Abstract: SA-PO753
Monoclonal Gammopathy and Its Associations with Kidney Failure in Patients with ANCA-Associated Vasculitis
Session Information
- ANCA-Associated Vasculitis, Anti-GBM Disease, and Other RPGN
October 26, 2024 | Location: Exhibit Hall, Convention Center
Abstract Time: 10:00 AM - 12:00 PM
Category: Glomerular Diseases
- 1402 Glomerular Diseases: Clinical, Outcomes, and Therapeutics
Authors
- Mekraksakit, Poemlarp, Mayo Clinic Minnesota, Rochester, Minnesota, United States
- Vargas-Brochero, Maria Jose, Mayo Clinic Minnesota, Rochester, Minnesota, United States
- Inácio, António da Silva, Centro Hospitalar de Setubal EPE, Setubal, Portugal
- Radhakrishnan, Yeshwanter, Mayo Clinic Minnesota, Rochester, Minnesota, United States
- Domingues, Patrícia Andreia da Costa, Centro Hospitalar de Setubal EPE, Setubal, Portugal
- Buglioni, Alessia, Mayo Clinic Minnesota, Rochester, Minnesota, United States
- Zand, Ladan, Mayo Clinic Minnesota, Rochester, Minnesota, United States
Background
Up to 30% of patients with ANCA-associated vasculitis (AAV) and kidney involvement progress to end-stage kidney disease (ESKD) despite therapy. The role of monoclonal gammopathy (MG) in disease progression among patients with AAV is not well understood.
Methods
We retrospectively reviewed records of 167 AAV patients with renal involvement tested for MG from January 2000 to December 2023. Patients were divided into monoclonal positive (n=34) and negative (n=133) groups.
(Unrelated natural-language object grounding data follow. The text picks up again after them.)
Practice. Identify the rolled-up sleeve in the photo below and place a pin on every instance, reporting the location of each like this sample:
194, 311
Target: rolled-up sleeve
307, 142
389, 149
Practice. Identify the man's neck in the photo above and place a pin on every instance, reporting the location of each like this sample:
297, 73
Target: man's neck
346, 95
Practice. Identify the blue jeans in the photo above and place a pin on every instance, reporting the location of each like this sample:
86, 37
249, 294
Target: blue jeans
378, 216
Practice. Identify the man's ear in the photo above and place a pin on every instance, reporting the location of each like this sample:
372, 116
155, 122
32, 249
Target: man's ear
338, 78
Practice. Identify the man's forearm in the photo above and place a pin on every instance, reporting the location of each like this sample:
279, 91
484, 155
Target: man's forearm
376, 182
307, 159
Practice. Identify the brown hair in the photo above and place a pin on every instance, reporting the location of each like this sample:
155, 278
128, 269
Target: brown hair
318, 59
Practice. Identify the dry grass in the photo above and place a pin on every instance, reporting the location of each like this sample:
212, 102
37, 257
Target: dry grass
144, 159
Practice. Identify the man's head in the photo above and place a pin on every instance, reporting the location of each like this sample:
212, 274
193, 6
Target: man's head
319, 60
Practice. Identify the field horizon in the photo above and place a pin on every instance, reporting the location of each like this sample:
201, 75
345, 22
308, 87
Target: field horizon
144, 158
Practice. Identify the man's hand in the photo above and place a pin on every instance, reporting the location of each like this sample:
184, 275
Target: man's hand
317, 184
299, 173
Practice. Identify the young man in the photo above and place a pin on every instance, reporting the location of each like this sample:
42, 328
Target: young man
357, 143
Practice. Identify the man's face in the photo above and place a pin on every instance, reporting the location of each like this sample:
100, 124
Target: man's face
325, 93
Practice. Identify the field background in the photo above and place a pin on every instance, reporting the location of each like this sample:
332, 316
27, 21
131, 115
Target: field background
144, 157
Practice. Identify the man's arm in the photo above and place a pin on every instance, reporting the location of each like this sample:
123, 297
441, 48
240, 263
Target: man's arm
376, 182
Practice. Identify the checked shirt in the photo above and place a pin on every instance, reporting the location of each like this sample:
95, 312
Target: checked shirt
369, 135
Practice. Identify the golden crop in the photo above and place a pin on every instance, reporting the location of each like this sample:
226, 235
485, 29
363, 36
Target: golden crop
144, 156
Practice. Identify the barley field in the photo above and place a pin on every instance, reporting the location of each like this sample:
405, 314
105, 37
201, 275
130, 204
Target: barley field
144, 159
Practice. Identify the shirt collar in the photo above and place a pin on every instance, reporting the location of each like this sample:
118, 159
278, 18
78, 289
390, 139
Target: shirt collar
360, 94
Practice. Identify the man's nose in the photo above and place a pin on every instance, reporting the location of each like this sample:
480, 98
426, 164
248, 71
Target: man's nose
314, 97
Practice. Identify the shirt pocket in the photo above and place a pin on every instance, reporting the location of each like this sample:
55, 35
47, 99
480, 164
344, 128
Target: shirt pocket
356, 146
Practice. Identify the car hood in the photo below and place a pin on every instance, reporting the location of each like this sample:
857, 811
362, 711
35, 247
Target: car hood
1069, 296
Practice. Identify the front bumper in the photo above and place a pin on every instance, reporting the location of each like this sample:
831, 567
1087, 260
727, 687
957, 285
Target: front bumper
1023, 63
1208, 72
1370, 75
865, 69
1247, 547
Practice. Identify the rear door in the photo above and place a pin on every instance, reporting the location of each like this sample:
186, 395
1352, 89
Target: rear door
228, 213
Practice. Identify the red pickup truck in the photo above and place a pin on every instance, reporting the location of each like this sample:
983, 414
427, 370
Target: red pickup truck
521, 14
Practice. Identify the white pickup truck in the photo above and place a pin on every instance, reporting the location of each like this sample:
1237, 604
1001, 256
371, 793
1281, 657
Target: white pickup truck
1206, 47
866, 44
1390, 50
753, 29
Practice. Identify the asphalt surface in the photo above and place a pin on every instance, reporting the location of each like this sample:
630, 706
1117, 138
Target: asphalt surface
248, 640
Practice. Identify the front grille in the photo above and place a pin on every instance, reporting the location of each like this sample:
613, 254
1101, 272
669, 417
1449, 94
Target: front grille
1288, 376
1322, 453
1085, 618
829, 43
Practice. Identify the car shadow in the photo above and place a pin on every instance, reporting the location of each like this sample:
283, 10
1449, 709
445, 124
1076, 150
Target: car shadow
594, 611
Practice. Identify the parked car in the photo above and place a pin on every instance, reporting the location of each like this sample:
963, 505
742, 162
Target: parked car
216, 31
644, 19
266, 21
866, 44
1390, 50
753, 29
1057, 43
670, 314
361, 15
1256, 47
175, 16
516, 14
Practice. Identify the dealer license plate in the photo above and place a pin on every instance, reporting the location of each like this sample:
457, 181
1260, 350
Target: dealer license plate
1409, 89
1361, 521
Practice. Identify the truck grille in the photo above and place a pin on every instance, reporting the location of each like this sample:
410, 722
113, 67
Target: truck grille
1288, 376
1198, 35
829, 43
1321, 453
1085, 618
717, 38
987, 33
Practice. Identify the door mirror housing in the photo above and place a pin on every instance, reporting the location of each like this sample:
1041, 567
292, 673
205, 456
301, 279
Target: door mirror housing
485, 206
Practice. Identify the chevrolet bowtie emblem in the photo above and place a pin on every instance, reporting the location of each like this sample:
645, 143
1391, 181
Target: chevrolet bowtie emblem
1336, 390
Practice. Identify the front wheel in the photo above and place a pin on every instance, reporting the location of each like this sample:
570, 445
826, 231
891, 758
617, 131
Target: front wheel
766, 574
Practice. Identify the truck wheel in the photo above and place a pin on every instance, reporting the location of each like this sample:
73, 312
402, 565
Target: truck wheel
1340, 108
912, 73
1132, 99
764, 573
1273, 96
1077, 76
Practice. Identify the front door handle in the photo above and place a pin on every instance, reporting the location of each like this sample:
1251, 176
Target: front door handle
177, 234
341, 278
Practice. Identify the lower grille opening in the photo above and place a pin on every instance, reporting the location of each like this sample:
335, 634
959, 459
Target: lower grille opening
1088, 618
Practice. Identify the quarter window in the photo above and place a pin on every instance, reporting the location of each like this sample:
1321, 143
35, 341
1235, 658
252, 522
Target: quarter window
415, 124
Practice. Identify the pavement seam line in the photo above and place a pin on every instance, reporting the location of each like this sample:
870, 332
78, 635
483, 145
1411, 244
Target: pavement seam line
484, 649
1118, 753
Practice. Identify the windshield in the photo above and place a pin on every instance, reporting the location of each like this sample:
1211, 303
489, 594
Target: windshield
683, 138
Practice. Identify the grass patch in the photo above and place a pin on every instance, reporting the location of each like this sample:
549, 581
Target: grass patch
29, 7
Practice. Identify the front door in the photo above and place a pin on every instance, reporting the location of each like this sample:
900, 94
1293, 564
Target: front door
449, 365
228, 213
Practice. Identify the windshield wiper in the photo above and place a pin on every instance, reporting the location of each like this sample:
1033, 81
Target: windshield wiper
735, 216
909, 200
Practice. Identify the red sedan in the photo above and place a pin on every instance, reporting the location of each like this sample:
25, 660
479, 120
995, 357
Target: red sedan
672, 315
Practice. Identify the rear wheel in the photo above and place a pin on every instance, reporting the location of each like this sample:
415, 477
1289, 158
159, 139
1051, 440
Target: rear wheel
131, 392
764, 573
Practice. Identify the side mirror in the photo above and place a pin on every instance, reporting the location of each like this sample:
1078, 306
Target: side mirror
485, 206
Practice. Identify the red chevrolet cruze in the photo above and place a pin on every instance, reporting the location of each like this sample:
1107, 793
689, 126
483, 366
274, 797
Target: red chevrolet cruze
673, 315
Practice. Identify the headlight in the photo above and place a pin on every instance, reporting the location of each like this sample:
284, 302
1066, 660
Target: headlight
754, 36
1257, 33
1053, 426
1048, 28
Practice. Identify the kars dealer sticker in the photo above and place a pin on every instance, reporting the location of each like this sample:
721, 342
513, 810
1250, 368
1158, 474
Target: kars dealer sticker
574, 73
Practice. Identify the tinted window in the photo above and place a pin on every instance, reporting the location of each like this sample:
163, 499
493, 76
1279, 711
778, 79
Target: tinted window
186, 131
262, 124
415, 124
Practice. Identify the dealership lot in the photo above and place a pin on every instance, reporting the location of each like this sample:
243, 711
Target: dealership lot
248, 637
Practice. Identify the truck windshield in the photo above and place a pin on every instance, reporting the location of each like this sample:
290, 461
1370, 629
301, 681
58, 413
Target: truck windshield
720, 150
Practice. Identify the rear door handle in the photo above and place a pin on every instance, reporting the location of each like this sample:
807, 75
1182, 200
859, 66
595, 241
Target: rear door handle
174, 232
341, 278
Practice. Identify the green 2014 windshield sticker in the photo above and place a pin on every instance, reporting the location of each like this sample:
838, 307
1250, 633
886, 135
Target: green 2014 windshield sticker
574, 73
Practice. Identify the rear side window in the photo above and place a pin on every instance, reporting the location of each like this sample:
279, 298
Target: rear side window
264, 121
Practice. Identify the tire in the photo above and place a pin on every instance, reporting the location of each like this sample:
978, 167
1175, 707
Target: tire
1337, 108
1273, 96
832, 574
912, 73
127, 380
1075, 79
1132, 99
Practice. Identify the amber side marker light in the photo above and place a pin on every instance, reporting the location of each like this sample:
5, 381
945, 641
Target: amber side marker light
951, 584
Multivariate Cox analysis identified predictors of adverse renal outcomes (>40% decline in eGFR or ESKD) and mortality.
Results
The median age of the cohort was 68 years [58.5-74.5], with 85 (50.8%) males. 65.8% tested positive for MPO, and 64.6% received rituximab as induction therapy. Both groups had similar baseline characteristics, but the MG positive group had more moderate/severe Mayo Clinic Chronicity Score (MCCS) (56.7% vs. 33.3%, p=0.01) and less crescentic Berden classification (6.7% vs. 24.8%) on kidney biopsy. Patients in the MG positive group had higher rates of adverse renal outcomes (23.5% vs. 11.3%), ESKD (20.6% vs. 9.8%), death (26.5% vs. 18%), and relapse (35.3% vs. 27.1%) compared to those with no MG. After adjusting for baseline eGFR, hypertension, proteinuria, moderate/severe MCCS, sclerotic Berden class, and induction therapy, MG was associated with adverse renal outcomes (HR 4.64 [95% CI 1.24-17.35]), but not mortality (HR 2.0 [95% CI 0.92-4.3]). Other predictors of adverse renal outcomes were sclerotic Berden classification (HR 12 [2.02-71.9]), proteinuria (HR 1.53 [1.15-2.04] per 1 g/24 hr), and lack of induction therapy (HR 6.3 [1.18-33.5]). Achieving renal remission was associated with lower mortality (HR 0.03 [0.003-0.3]).
Conclusion
AAV patients with renal involvement and MG are at a higher risk of adverse renal outcomes even after adjusting for factors such as eGFR and the degree of chronicity, both of which are known predictors of renal outcomes. The mechanism by which MG worsens outcomes is unclear and requires further research.